Newer Treatment Options for Patients With Relapsed Hodgkin Lymphoma
Stephen Ansell, MD, PhD, Chair, Lymphoma Group, Mayo Clinic, Rochester, Minnesota, discusses newer therapy options for treating patients with relapsed Hodgkin lymphoma. This information was presented at the 2019 ASH Meeting on Hematologic Malignancies.
Hi, my name is Stephen Ansell, I am the chair of the lymphoma group at Mayo Clinic in Rochester, Minnesota. At the recent ASH Meeting on Hematological Malignancies I focused on newer options in patients with relapsed Hodgkin's lymphoma.
While Hodgkin's lymphoma may have a very good outcome overall, if with initial therapy be it chemotherapy or chemotherapy combined with radiation therapy, there is still a subset of patients who progress after treatment. Our goal is obviously to see that those patients have a good outcome and can be salvaged with appropriate treatment.
The exciting news in recent years has been new agents that have been found to be effective in patients with Hodgkin's lymphoma, specifically these agents are targeted CD30 in the way of brentuximab vedotin, or targeting PD‑1 in the way nivolumab, pembrolizumab, and other anti‑PD‑1 antibodies.
These have been tested in relapsed patients, but now are being used as first salvage therapy, so recent data has shown that the use of brentuximab vedotin and PD‑1 blockage together as the first treatment prior to an autologous stem cell transplant, has very high response rates.
These response rates are very similar to what is obtained with chemotherapy, and in a study published this past year, a subset of 62 patients were analyzed and in fact, the complete response rate was seen in 61% of patients.

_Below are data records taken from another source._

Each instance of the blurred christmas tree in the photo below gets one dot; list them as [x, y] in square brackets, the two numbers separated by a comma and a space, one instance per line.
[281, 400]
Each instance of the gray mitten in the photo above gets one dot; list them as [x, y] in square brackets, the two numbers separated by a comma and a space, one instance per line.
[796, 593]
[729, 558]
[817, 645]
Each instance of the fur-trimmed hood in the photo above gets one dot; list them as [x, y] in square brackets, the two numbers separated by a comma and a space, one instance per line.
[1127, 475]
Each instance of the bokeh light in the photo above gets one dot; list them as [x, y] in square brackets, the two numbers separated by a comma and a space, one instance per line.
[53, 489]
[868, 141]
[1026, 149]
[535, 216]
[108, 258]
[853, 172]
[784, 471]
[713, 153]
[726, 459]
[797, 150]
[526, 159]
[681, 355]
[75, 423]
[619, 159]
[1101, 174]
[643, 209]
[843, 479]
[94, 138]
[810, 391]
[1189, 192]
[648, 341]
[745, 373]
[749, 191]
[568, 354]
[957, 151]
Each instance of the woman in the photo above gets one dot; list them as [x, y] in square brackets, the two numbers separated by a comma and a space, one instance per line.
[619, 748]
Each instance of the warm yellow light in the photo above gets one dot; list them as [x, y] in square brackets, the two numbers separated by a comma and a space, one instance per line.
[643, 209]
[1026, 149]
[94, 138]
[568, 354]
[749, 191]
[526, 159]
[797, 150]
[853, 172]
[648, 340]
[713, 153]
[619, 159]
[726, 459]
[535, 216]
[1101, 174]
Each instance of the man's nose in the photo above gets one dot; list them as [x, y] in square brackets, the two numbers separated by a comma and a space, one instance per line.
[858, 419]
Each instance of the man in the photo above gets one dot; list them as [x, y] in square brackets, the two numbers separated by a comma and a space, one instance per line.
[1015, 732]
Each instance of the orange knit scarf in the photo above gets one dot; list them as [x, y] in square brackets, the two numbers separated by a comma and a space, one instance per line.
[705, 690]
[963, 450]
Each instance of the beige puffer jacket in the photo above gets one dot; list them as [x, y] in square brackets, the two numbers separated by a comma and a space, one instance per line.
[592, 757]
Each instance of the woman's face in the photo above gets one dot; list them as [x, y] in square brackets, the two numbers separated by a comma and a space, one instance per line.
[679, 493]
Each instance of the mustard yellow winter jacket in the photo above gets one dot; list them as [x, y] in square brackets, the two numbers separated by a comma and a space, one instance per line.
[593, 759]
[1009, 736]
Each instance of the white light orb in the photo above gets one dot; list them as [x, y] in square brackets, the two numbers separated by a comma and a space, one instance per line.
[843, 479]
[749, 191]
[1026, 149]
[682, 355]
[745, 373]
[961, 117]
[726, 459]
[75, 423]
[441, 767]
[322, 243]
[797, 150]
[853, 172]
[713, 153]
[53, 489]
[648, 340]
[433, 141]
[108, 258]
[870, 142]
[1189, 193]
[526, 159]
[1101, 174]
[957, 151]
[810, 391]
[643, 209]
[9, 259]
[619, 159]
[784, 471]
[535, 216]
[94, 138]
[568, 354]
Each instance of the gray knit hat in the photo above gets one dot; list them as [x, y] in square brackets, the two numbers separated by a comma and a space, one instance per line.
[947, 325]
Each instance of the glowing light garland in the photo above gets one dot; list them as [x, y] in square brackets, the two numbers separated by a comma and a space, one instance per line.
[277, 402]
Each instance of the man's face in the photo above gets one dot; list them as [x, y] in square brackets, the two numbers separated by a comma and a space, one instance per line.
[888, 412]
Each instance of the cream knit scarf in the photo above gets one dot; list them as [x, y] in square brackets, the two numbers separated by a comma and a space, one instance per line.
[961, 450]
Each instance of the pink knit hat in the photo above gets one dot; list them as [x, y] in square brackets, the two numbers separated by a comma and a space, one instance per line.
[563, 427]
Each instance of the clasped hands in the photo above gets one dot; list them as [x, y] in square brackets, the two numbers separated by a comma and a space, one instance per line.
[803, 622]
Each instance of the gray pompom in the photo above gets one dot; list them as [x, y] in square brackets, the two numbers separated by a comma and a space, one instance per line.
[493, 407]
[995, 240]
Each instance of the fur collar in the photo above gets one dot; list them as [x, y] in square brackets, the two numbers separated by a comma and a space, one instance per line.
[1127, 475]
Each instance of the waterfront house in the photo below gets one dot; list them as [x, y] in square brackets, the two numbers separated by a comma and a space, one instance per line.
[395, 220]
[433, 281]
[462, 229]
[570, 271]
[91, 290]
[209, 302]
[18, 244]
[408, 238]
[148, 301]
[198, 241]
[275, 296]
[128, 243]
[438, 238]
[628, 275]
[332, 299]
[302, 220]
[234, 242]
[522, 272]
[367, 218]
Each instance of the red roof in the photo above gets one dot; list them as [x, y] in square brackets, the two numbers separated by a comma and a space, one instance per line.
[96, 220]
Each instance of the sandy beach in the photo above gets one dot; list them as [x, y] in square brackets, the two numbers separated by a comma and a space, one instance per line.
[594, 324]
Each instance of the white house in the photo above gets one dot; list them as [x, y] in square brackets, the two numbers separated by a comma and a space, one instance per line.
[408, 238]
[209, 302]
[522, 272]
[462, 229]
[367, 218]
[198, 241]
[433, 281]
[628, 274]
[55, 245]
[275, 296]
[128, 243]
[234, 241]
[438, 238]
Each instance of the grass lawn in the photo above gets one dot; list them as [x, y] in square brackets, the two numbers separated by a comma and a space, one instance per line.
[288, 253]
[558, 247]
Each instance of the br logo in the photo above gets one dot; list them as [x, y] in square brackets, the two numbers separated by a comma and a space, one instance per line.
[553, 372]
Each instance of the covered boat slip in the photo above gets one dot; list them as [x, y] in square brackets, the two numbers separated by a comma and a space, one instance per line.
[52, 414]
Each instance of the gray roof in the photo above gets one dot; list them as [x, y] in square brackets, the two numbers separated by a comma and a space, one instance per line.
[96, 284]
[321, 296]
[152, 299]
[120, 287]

This is a very promising and is a very good alternative to standard chemotherapy. The first exciting piece of news was these new agents are now being used as initial salvage therapy. A second piece of new information that is very exciting is the use of new agents as consolidation after an autologous stem cell transplant.
The use of brentuximab vedotin as consolidation treatment has been tested in a trial called the AETHERA trial, and this trial specifically looked at high‑risk patients and tested whether brentuximab vedotin compared to a placebo improved the progression‑free survival. In fact, this has been documented to be a very successful strategy and is now a standard approach.
The exciting news is now there is a study using a PD‑1 blocking antibody in a very similar population of patients post‑transplant, also showing that it improves the progression‑free survival. As we look to the future, the exciting next thing is to see whether either 1 or the other or even a combination may improve outcomes after transplant.
The third exciting information is that additional new anti‑PD‑1 and even anti‑PDL‑1 antibodies are now being tested in patients with relapsed Hodgkin's lymphoma. At this time, nivolumab and pembrolizumab are both approved for patients with this situation of relapsed disease.
There are data targeting PD‑L1 with an antibody called avelumab, and subsequently 2 additional anti‑PD-1 antibodies which are called sintilimab, and atezolizumab, both of which have shown very encouraging results.
I think both of these agents have also shown high complete response rates, so I think these are agents to watch with very promising results in patients that have failed an autologous transplant and have failed brentuximab vedotin.
Then a final point that I thought was important to make, and that is well what about folks that have failed all of these exciting agents, the brentuximab vedotin and the PD‑1 blocking antibodies, what's in their future? What are potential other options?
I think there are 2 other options that are really something to watch. The first is the use of CAR‑T cell (chimeric antigen receptor T‑cells), just as has been tested in B‑cell lymphomas, now in Hodgkin lymphoma targeting CD30 rather than targeting CD19, we have now seen in small numbers of patients quite promising results.
At the recent ASH meeting in December last year, 2 trials were reported and in both of these, the complete response rate looked very promising and a number of patients have had very durable benefit.
Obviously, this will need to be validated in a larger percentage and a larger cohort of patients, but I think just as this has been very promising in aggressive B‑cell lymphomas, our hope is that this will be very promising for Hodgkin's patients.
Finally, CD25 antibody drug conjugates, so in other words, an antibody with a chemical attached to the back which would poison the cells that it binds to, have been very promising, and in fact brentuximab vedotin is such an antibody drug conjugate.
There is a new antibody drug conjugate which is called ADCT301, and it is targeting CD25 with a PBD dimer at the back. This has had very good success so far in Hodgkin's lymphoma, an overall response rate of over 70%, with a complete response rate of about 45%.
Promising future agents for patients with relapsed Hodgkin's lymphoma are both CAR‑T cell therapy and new antibody drug conjugates.
All told, much though we would love to see patients cured with the first therapy, even for patients where this is disease recurrence, multiple therapies are proving very promising and outcomes have been good.
Our goal obviously as we look to the future is to use these agents either on their own or in combination to not only improve outcome of patients but in fact cure them. That's really where we're hoping to see things go.